It’s been a solid month for Beto O’Rourke on the internet. He went mildly viral earlier this week for skateboarding to a Whataburger in Brownsville, where he then ordered a triple meat Whataburger, a not-so-subtle nod to a previous viral-ish interaction with his opponent Ted Cruz, whose campaign recently and quixotically attempted to compare O’Rourke’s liberalism to that menu item.

Now O’Rourke has gone viral again. This time, the internet-popular Democratic challenger to Cruz is making rounds online for his nuanced commentary on NFL players protesting police brutality and injustice during the national anthem.

Yesterday, online video network NowThis published a video of O’Rourke at a town hall in Houston, where O’Rourke was asked how he felt about the NFL protests (you can blame NowThis for the melodramatic soundtrack). Here’s what he said:

My short answer is no, I don’t think it’s disrespectful. Here’s my longer answer, but I’m gonna try to make sure that I get this right because I think it’s a really important question. And reasonable people can disagree on this issue, let’s begin there. And it makes them no less American to come down on a different conclusion on this issue, right? You’re every bit as American all the same.

But I’m reminded that somebody mentioned reading the Taylor Branch book—you did—Parting the Waters: [America] in the King Years. And when you read that book and find out what Dr. King and this nonviolent, peaceful movement to secure better—because they didn’t get full—civil rights for their fellow Americans, the challenges that they face—those who died in Philadelphia, Mississippi, for the crime of trying to be a man, trying to be a woman, in this country, the young girls who died in the church bombing, those who were beaten within an inch of their life crossing the Edmund Pettus Bridge in Selma, Alabama, with John Lewis, those who were punched in the face, spat upon, dragged out by their collar at the Woolworth lunch counter for sitting with white people at that same lunch counter, in the same country where their fathers may have bled the same blood on the battlefields of Omaha Beach or Okinawa or anywhere that anyone ever served this country.

The freedoms that we have were purchased not just by those in uniform, and they definitely were. But also by those who took their lives into their hands riding those Greyhound buses, the Freedom Riders in the deep South in the 1960s who knew full well that they would be arrested, and they were, serving time in the Mississippi State Penitentiary. Rosa Parks getting from the back of the bus to to the front of the bus. Peaceful, nonviolent protests, including taking a knee at a football game to point out that Black men, unarmed; Black teenagers, unarmed; and Black children, unarmed, are being killed at a frightening level right now, including by members of law enforcement, without accountability and without justice.

And this problem—as grave as it is—is not gonna fix itself, and they’re frustrated, frankly, with people like me and those in positions of public trust and power who have been unable to resolve this or bring justice for what has been done and to stop it from continuing to happen in this country. And so nonviolently, peacefully, while the eyes of this country are watching these games, they take a knee to bring our attention and our focus to this problem and ensure that we fix it. That is why they’re doing it, and I can think of nothing more American than to peacefully stand up or take a knee for your rights anytime, anywhere, anyplace.

The video quickly went viral, picking up thousands of shares on Twitter. Celebrities and popular liberal internet personalities began retweeting the video and praising O’Rourke for his remarks (which are similar to the far less viral explanations that have been offered by some of the protesting NFL players themselves).

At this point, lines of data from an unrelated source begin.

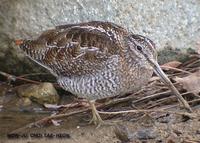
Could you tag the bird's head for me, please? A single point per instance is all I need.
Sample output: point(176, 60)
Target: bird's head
point(141, 48)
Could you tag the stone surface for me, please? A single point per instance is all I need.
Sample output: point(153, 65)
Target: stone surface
point(173, 23)
point(41, 93)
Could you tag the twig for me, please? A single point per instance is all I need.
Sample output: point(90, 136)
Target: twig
point(191, 115)
point(39, 122)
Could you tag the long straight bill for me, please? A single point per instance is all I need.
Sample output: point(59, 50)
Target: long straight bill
point(167, 81)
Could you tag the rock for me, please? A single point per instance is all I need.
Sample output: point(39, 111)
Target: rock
point(167, 23)
point(41, 93)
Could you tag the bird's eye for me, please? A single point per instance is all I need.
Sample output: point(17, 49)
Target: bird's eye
point(139, 48)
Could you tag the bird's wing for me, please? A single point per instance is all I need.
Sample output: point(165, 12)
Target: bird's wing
point(76, 49)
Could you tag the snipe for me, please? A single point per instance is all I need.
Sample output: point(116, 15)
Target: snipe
point(96, 60)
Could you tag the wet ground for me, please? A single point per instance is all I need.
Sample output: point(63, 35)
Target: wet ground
point(150, 127)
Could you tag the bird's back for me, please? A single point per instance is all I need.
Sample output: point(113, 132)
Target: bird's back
point(87, 59)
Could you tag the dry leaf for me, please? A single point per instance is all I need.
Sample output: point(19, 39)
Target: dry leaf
point(56, 122)
point(191, 83)
point(173, 64)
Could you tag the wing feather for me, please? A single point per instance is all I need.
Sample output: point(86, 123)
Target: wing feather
point(76, 49)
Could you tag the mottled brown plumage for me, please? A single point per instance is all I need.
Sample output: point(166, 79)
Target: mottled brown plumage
point(94, 60)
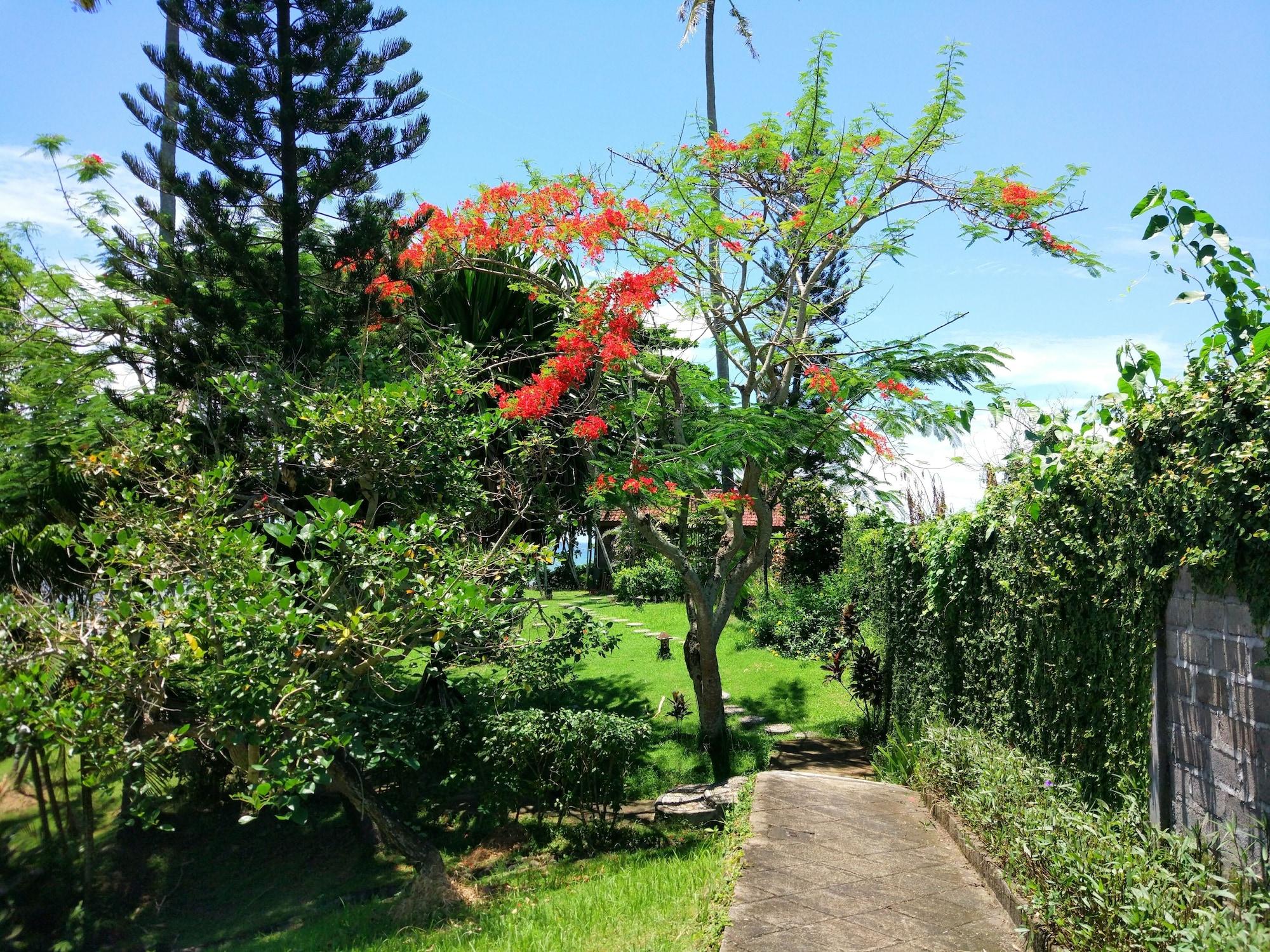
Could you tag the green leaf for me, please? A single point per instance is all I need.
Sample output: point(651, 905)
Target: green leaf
point(1158, 224)
point(1262, 341)
point(1147, 202)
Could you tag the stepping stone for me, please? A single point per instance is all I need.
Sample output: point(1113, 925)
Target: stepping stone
point(688, 804)
point(726, 794)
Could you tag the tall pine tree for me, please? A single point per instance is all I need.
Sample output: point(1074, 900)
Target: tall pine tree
point(288, 117)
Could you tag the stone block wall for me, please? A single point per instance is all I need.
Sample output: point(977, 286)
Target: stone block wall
point(1212, 714)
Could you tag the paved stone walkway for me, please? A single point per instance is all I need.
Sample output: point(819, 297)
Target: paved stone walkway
point(845, 865)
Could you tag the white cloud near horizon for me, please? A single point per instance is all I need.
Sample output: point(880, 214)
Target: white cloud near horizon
point(29, 191)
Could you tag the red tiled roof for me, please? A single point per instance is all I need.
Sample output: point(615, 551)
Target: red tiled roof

https://twitter.com/TVietor08/status/1032079738079043585

So far, O’Rourke’s campaign has essentially had two homes—the small Texas towns and cities he’s visited in his many road trips and the digital world, where he raised a whopping $2.9 million in July (a viral video like the NFL protest one will probably spur a few donations on its own this month). His success online has earned him national praise and allowed him to make good on his promise not to accept any PAC donations, without sacrificing the more traditional, and more expensive, aspects of a political campaign—according to the Texas Tribune, O’Rourke has actually been buying ad space in local radio and print publications for a few months now, and he rolled out a $1.2 million TV ad last week.

Polls show that Cruz still holds a lead, but O’Rourke has been closing the gap, one viral video at a time. O’Rourke’s improbable campaign has forced Cruz to try to appear just as hip, attempting some very un-Cruz-like stunts with mixed success, like playing a televised basketball game against Jimmy Kimmel or the aforementioned Whataburger snafu. Cruz responded to O’Rourke’s NFL protest comments during a campaign event in Corpus Christi. “When Beto O’Rourke says he can’t think of anything more American [than players taking a knee], well, I got to tell you, I can,” Cruz said on Saturday, according to the Corpus Christi Caller-Times, citing how members of the military stationed across the nation regularly salute the flag and stand at attention when the anthem is played. Cruz’s comments have not gone viral.